Mi antiguo compañero de facultad - ¿Javier? ¿Ignacio?, no recordaba su nombre, quizás nunca lo supe- y su acompañante me miraron con estupor durante unos instantes. Aparte la mirada de aquella perla y la deposite en los ojos azules de la mujer. Era más joven de lo que me había parecido a través del ventanal, y era guapa, muy guapa. Tenía los ojos grandes, quizás demasiado separados, la piel muy blanca, la nariz era ligeramente achatada, los pómulos muy marcados y la barbilla prominente. Imperfecciones que conjuntaban armónicamente para dar a su cara una belleza arrebatadora, pues el rasgo que más sobresalía era la de una inteligencia expectante.

La primera que habló fue ella: “Hola Peter”.
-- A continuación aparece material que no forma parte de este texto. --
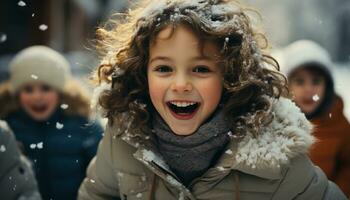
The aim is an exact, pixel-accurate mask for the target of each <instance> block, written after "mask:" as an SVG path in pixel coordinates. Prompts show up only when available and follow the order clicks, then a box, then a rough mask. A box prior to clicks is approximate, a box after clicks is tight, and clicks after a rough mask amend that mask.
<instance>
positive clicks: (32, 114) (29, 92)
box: [19, 83, 59, 121]
mask: <svg viewBox="0 0 350 200" xmlns="http://www.w3.org/2000/svg"><path fill="white" fill-rule="evenodd" d="M58 101H59V94H58V92H56V91H55V90H54V89H52V88H51V87H50V86H47V85H44V84H40V83H33V84H26V85H24V86H23V87H21V88H20V91H19V102H20V105H21V106H22V108H23V109H24V110H25V111H26V112H27V114H29V116H31V117H32V118H33V119H34V120H37V121H45V120H47V119H48V118H49V117H50V116H51V115H52V114H53V112H54V111H55V110H56V107H57V106H58V103H59V102H58Z"/></svg>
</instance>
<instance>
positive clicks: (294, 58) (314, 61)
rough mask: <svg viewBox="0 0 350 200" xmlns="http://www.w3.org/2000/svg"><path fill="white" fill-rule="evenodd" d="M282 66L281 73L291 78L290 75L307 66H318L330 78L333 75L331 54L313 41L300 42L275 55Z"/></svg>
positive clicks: (302, 40) (301, 41)
mask: <svg viewBox="0 0 350 200" xmlns="http://www.w3.org/2000/svg"><path fill="white" fill-rule="evenodd" d="M273 56H274V58H276V59H277V61H278V62H279V64H280V67H281V71H282V72H283V73H284V74H285V75H287V76H289V75H290V73H292V72H293V71H295V70H296V69H298V68H299V67H302V66H303V65H307V64H311V63H312V64H317V66H319V67H321V68H322V69H323V70H325V72H327V73H328V74H329V75H330V76H331V74H332V66H333V65H332V61H331V57H330V55H329V53H328V52H327V51H326V49H324V48H323V47H321V46H320V45H319V44H317V43H316V42H313V41H311V40H298V41H296V42H293V43H291V44H290V45H288V46H286V47H285V48H283V49H282V50H280V51H276V52H274V53H273Z"/></svg>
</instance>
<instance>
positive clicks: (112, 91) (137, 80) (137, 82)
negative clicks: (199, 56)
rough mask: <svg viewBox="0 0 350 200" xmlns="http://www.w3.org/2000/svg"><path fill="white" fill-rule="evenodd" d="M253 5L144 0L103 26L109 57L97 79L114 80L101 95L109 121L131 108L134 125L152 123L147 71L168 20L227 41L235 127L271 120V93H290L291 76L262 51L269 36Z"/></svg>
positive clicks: (228, 83)
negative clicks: (110, 86) (124, 13)
mask: <svg viewBox="0 0 350 200" xmlns="http://www.w3.org/2000/svg"><path fill="white" fill-rule="evenodd" d="M250 11H251V9H248V8H245V7H243V6H242V5H241V4H239V3H238V2H237V1H230V0H160V1H159V0H145V1H142V2H141V3H140V4H139V5H136V7H135V8H134V9H131V10H129V12H128V13H126V14H118V15H116V17H117V19H111V20H110V21H108V23H106V25H105V26H104V27H101V28H99V29H98V30H97V38H98V40H97V46H96V47H97V50H98V52H99V53H101V54H102V56H103V57H104V58H103V60H102V62H101V64H100V66H99V68H98V70H97V74H96V79H97V82H98V83H100V84H101V83H102V82H104V81H105V82H107V83H111V84H112V87H111V88H110V89H109V90H104V91H103V92H102V93H101V94H100V96H99V103H100V105H101V107H102V108H103V109H104V110H105V111H106V113H107V117H108V118H109V119H110V122H113V121H115V120H117V121H118V116H119V115H121V114H125V113H126V112H127V113H129V114H130V115H132V117H133V119H134V120H135V121H134V123H133V124H134V125H135V127H134V128H136V127H141V128H142V127H146V126H147V122H149V119H150V116H151V115H150V113H152V112H154V108H153V106H152V103H151V102H150V99H149V94H148V84H147V74H146V69H147V62H148V49H149V45H150V43H151V42H152V39H153V38H154V37H155V36H156V35H157V33H158V32H159V31H161V30H162V29H164V28H165V27H167V26H173V27H174V30H175V29H176V25H178V24H185V25H187V26H189V27H190V28H191V29H192V30H193V31H194V33H195V34H196V35H197V36H198V37H199V39H200V41H205V40H212V41H214V42H215V43H216V44H217V45H219V46H220V47H222V50H221V54H222V57H223V59H222V60H223V61H222V71H223V79H224V81H223V84H224V88H225V89H224V95H223V99H222V102H223V103H224V105H225V107H226V110H227V115H228V116H229V117H230V118H231V119H232V128H233V129H234V130H235V131H236V132H243V130H239V129H236V128H235V127H237V126H236V123H239V124H243V125H244V127H256V124H257V123H267V121H271V120H270V118H268V117H267V115H268V114H269V113H268V112H269V107H270V106H271V105H270V101H269V100H268V98H267V97H274V98H278V97H279V96H280V95H281V94H285V92H286V91H287V90H286V80H285V77H284V76H283V75H281V74H280V73H279V72H278V70H276V69H275V68H278V64H277V63H276V62H275V60H274V59H273V58H272V57H270V56H267V55H265V53H264V52H263V49H264V48H265V47H267V41H266V38H265V36H264V35H263V34H261V33H259V32H258V31H257V30H256V29H255V28H254V27H253V22H252V19H251V16H250V15H248V13H250ZM120 72H122V73H120ZM145 105H146V106H145ZM247 118H250V119H249V120H248V119H247ZM252 132H257V131H255V129H254V130H252Z"/></svg>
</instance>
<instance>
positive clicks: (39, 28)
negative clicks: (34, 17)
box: [39, 24, 48, 31]
mask: <svg viewBox="0 0 350 200" xmlns="http://www.w3.org/2000/svg"><path fill="white" fill-rule="evenodd" d="M47 28H48V26H47V25H46V24H41V25H40V26H39V29H40V30H42V31H46V30H47Z"/></svg>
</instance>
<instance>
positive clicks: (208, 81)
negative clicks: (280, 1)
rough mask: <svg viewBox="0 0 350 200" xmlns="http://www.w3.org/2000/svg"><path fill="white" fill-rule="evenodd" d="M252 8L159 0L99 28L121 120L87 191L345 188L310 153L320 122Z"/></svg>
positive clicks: (292, 198)
mask: <svg viewBox="0 0 350 200" xmlns="http://www.w3.org/2000/svg"><path fill="white" fill-rule="evenodd" d="M249 11H250V10H249V9H245V8H243V7H242V6H241V5H240V4H238V3H237V2H232V1H226V0H212V1H210V0H207V1H205V0H195V1H193V0H191V1H190V0H173V1H155V0H154V1H146V2H144V4H141V5H139V7H138V8H136V9H134V10H131V11H130V12H129V14H127V15H125V16H126V17H125V18H122V19H121V20H120V21H119V23H117V26H116V28H112V29H110V30H106V29H99V31H98V35H99V39H100V42H99V43H98V44H99V46H98V47H99V49H100V50H102V51H104V52H105V53H106V56H105V59H104V60H103V61H102V63H101V65H100V67H99V69H98V70H97V80H98V81H99V82H100V84H101V88H98V91H103V92H102V93H101V94H100V98H99V105H98V106H99V108H100V109H101V111H102V112H103V114H105V116H106V117H108V120H109V122H108V126H107V130H106V133H105V136H104V138H103V139H102V141H101V143H100V145H99V149H98V153H97V156H96V158H95V159H93V160H92V162H91V163H90V165H89V168H88V170H87V178H85V180H84V182H83V184H82V185H81V187H80V190H79V199H94V200H98V199H115V198H117V199H129V200H130V199H330V198H331V197H332V198H339V199H345V196H343V194H342V193H341V191H340V190H339V188H337V187H336V186H335V185H334V184H333V183H331V182H328V180H327V178H326V177H325V175H324V174H323V173H322V171H321V170H320V169H319V168H317V167H314V166H313V164H312V163H311V162H310V160H309V159H308V157H307V156H306V153H307V150H308V147H309V146H310V145H311V144H312V142H313V137H312V136H311V135H310V131H311V126H310V124H309V123H308V121H307V120H306V118H305V117H304V115H303V114H302V113H301V112H300V110H299V109H298V108H297V107H296V106H295V105H294V104H293V103H292V102H291V101H290V100H288V99H286V98H283V97H280V96H281V95H282V94H284V93H286V81H285V79H284V78H283V76H282V75H280V74H279V72H277V71H274V70H272V69H269V66H271V65H273V63H274V62H273V59H271V58H270V57H268V56H265V55H264V54H263V53H262V51H261V45H264V44H263V43H262V44H260V42H261V41H262V40H261V39H263V38H264V37H263V36H262V35H261V34H258V33H257V32H255V30H254V29H253V27H252V24H251V21H250V17H249V16H248V13H249ZM109 27H110V26H109ZM259 38H260V39H259Z"/></svg>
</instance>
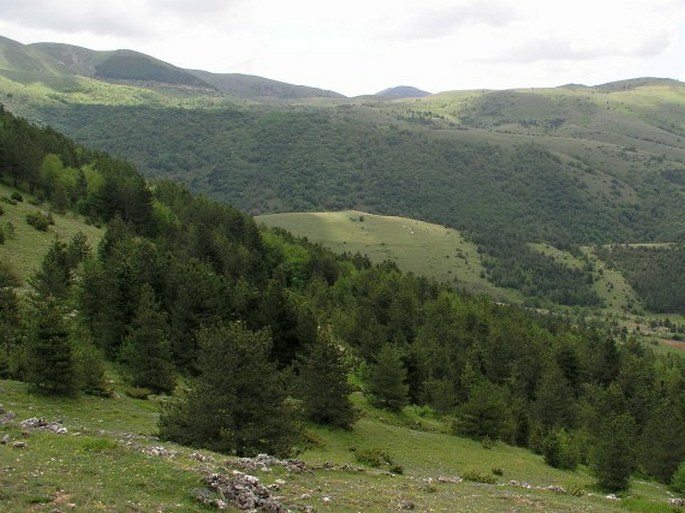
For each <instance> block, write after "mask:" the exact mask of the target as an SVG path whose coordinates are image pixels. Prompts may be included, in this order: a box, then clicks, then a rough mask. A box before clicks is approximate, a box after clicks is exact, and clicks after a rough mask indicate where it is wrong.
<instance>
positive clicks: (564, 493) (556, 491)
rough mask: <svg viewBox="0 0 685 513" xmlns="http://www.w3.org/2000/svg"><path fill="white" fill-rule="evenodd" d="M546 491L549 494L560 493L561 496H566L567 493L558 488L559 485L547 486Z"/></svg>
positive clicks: (562, 488)
mask: <svg viewBox="0 0 685 513" xmlns="http://www.w3.org/2000/svg"><path fill="white" fill-rule="evenodd" d="M547 490H549V491H550V492H554V493H560V494H563V495H566V494H567V493H568V492H567V491H566V489H565V488H564V487H563V486H559V485H549V486H548V487H547Z"/></svg>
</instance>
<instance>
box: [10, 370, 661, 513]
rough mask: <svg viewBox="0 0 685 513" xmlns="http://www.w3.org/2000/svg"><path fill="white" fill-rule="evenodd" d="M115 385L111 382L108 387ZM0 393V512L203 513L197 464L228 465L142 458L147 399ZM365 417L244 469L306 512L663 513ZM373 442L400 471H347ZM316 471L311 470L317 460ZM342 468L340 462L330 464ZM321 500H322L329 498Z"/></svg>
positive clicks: (511, 460)
mask: <svg viewBox="0 0 685 513" xmlns="http://www.w3.org/2000/svg"><path fill="white" fill-rule="evenodd" d="M113 386H114V387H115V390H118V388H119V386H120V385H119V384H118V383H114V384H113ZM0 397H2V402H3V405H4V407H5V409H7V410H11V411H13V412H15V413H16V414H17V419H16V420H15V421H13V422H11V423H9V424H7V425H4V426H0V436H4V435H6V434H7V435H9V436H10V437H11V439H12V440H22V441H25V442H26V447H25V448H14V447H12V446H11V444H10V445H0V461H2V462H3V466H2V467H0V510H2V511H3V512H7V513H19V512H25V511H33V512H48V511H54V510H55V508H62V510H67V509H71V508H72V507H71V506H69V505H70V504H73V505H74V506H73V509H75V510H76V511H108V512H134V511H164V512H174V511H176V512H188V511H198V512H199V511H207V510H206V509H204V508H203V507H202V506H200V505H198V504H195V502H194V501H193V499H192V493H193V490H194V489H196V488H200V487H201V486H202V485H201V483H200V478H201V476H202V474H203V473H204V472H206V471H207V470H212V471H215V470H221V471H223V472H228V473H230V471H231V470H232V469H234V468H238V467H237V465H236V460H235V459H234V458H227V457H225V456H221V455H217V454H214V455H212V454H211V453H208V452H207V451H202V452H203V454H205V455H209V456H211V457H212V458H213V462H205V463H201V462H198V461H196V460H194V459H192V458H190V454H191V453H192V450H191V449H189V448H183V447H179V446H176V445H173V444H163V445H164V447H166V448H167V449H169V450H170V451H173V452H175V453H176V455H175V456H174V457H165V456H155V455H149V454H145V453H144V452H143V449H144V448H149V447H153V446H156V445H159V442H158V441H156V440H155V439H154V438H151V436H152V435H154V433H155V429H156V428H155V421H156V416H157V409H158V401H155V400H151V401H141V400H134V399H130V398H127V397H126V396H124V395H123V394H121V393H120V392H118V391H115V394H114V396H113V398H110V399H99V398H90V397H79V398H71V399H56V398H46V397H42V396H37V395H32V394H31V393H29V391H28V389H27V386H26V385H24V384H22V383H18V382H12V381H0ZM356 399H357V402H358V404H359V405H360V406H361V407H362V408H363V409H364V411H365V416H364V418H363V419H362V420H360V421H359V422H358V423H357V424H356V425H355V427H354V429H353V430H352V431H333V430H328V429H325V428H320V427H319V428H311V431H310V434H311V437H312V438H316V439H317V440H318V445H317V447H315V448H313V449H310V450H308V451H307V452H305V453H303V454H302V455H301V459H303V460H304V461H305V462H306V463H307V465H308V467H309V468H310V469H311V471H309V472H306V473H304V474H289V473H287V472H286V471H284V470H282V469H279V468H278V467H274V468H273V469H271V470H270V471H262V470H257V471H254V472H253V471H250V473H253V474H255V475H257V476H258V477H259V478H260V479H261V480H262V482H263V483H264V484H267V485H268V484H272V483H275V481H276V480H277V479H281V480H283V481H284V483H283V482H281V484H280V486H279V490H278V491H277V492H274V493H276V494H277V495H278V496H279V497H281V502H282V503H284V504H285V505H287V506H288V507H289V508H292V509H296V508H304V507H305V506H314V507H315V508H316V511H336V512H356V511H366V512H387V511H397V510H399V509H400V506H399V505H400V504H401V503H402V502H403V501H407V500H408V501H412V502H413V503H414V504H415V505H416V509H417V510H418V511H435V512H449V511H519V512H532V511H558V512H572V511H589V512H600V511H609V512H610V511H615V512H619V511H651V512H657V511H664V512H667V511H670V509H669V508H668V506H667V495H666V492H665V490H664V489H663V488H662V487H660V486H657V485H655V484H652V483H645V482H640V481H636V482H634V484H633V488H632V491H631V493H630V496H629V497H626V498H624V499H622V500H621V501H612V500H608V499H606V498H605V497H604V496H603V495H602V494H599V493H598V492H596V491H593V489H592V487H591V478H590V477H589V476H588V474H587V472H586V471H585V469H583V468H581V469H579V470H577V471H575V472H565V471H564V472H562V471H558V470H555V469H552V468H550V467H548V466H546V465H545V464H544V463H543V462H542V460H541V458H540V457H539V456H536V455H534V454H532V453H530V452H529V451H525V450H522V449H516V448H512V447H507V446H503V445H496V446H495V447H493V448H491V449H484V448H483V447H482V446H481V444H479V443H476V442H473V441H470V440H466V439H460V438H457V437H454V436H450V435H447V434H443V433H441V432H439V430H436V429H434V430H433V431H418V430H413V429H409V428H408V427H406V425H407V424H408V423H416V422H419V423H424V424H426V425H431V426H433V427H435V426H438V425H439V423H438V422H437V421H433V420H431V419H424V418H422V417H421V416H419V415H418V411H417V410H413V409H407V410H405V412H403V413H401V414H388V413H386V412H379V411H377V410H373V409H371V408H369V407H368V406H367V405H365V404H364V401H363V399H361V398H360V397H356ZM32 416H39V417H45V418H46V419H48V420H55V419H61V420H63V423H64V426H65V427H67V429H68V430H69V432H68V433H67V434H66V435H57V434H53V433H48V432H38V431H34V432H32V433H31V434H30V436H29V437H28V438H24V437H23V436H22V434H21V429H20V428H19V426H18V422H19V421H20V420H23V419H25V418H28V417H32ZM352 448H357V449H362V448H379V449H383V450H385V451H387V452H389V453H390V455H391V456H392V457H393V459H394V460H395V461H396V462H397V463H398V464H400V465H402V466H403V468H404V474H403V475H392V474H389V473H388V472H385V471H383V470H380V469H372V468H368V467H367V468H365V470H364V471H360V470H357V467H358V466H359V465H358V463H357V462H356V461H355V459H354V457H353V453H352V451H351V450H350V449H352ZM326 462H328V463H329V465H326V467H328V468H325V467H324V468H322V467H323V464H324V463H326ZM345 464H350V465H351V466H352V469H342V468H341V466H342V465H345ZM495 467H497V468H501V469H502V471H503V476H501V477H498V478H497V483H496V484H494V485H485V484H477V483H473V482H468V481H464V482H460V483H445V482H441V481H439V479H438V478H440V477H448V478H454V477H456V476H459V475H462V474H464V472H467V471H470V470H472V471H477V472H480V473H482V474H491V470H492V468H495ZM511 480H516V481H519V482H527V483H530V484H531V485H533V486H534V487H535V486H539V487H546V486H549V485H560V486H563V487H565V488H566V489H567V490H572V489H574V490H579V491H580V492H581V493H582V496H581V497H574V496H571V495H568V494H559V493H554V492H552V491H549V490H542V489H536V488H530V489H527V488H523V487H520V486H514V485H512V484H510V481H511ZM324 498H328V499H330V500H329V501H326V500H324Z"/></svg>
Al oírle mencionar mi nombre, sentí una infinita vergüenza. Durante los meses que llevaba viviendo en la calle llegué a creer que me había vuelto invisible, que había conseguido mi objetivo de desparecer para el mundo y para todos aquellos que algún día fueron alguien en mi vida. ¿Hola Peter?, sabía mi nombre, me conocía, y me debía conocer bien, pues incluso a mí me costaba reconocerme en el reflejo de los escaparates, con mi barba cana, el pelo revuelto y diez kilos menos. Me conocía: ¿una antigua alumna, la hija de un amigo, de un amigo muerto, una sobrina lejana a la que perdí el rastro, alguien que acabó en mi habitación de algún hotel en uno de mis descensos a los infiernos? Pensé en mis ropas, usadas y arrugadas, y en que quizás hacia dos días que no me duchaba. Vergüenza. La preocupación por lo que otro ser humano pudiese pensar de mí. Había olvidado el sentimiento.

 Ella debió ver la turbación en mi rostro. Me sonrió y me dijo: ¿no te acuerdas de mí?

No, no me acuerdo, pensé. Y me invadió una sensación de vértigo. De caída hacia el interior más oscuro de mi alma. Ahora sentía miedo. Un temor indefinido, era como el conocimiento difuso de haber hecho algo mal sin saber qué, aún, que me invadía siendo niño cada vez que mi padre llegaba por las tardes a casa con el rostro enojado. Instintivamente llevé mi mano al bolsillo trasero de mi pantalón, donde tenía mi ejemplar de las Meditaciones de Marco Aurelio que robé de la biblioteca de Sants. Era mi única pertenencia, junto al cepillo de dientes y un mechero bic, y había sido mi ancla a la cordura todos estos meses. Pero el tacto del gastado libro no fue bastante para tranquilizarme. Sus ojos seguían fijos en mí y esperaban mi respuesta y por primera vez en mucho tiempo sentí sed, la sed, miré en derredor buscando un camarero, necesitaba beber, un whisky, no, mejor un coñac, sí, el regusto final a chocolate de un buen coñac… Posó su mano sobre la mía, el cálido tacto de un ser humano, así que volví a girar el rostro hacia ella. 

Vámonos, me dijo, tengo que hablarte de unas perlas.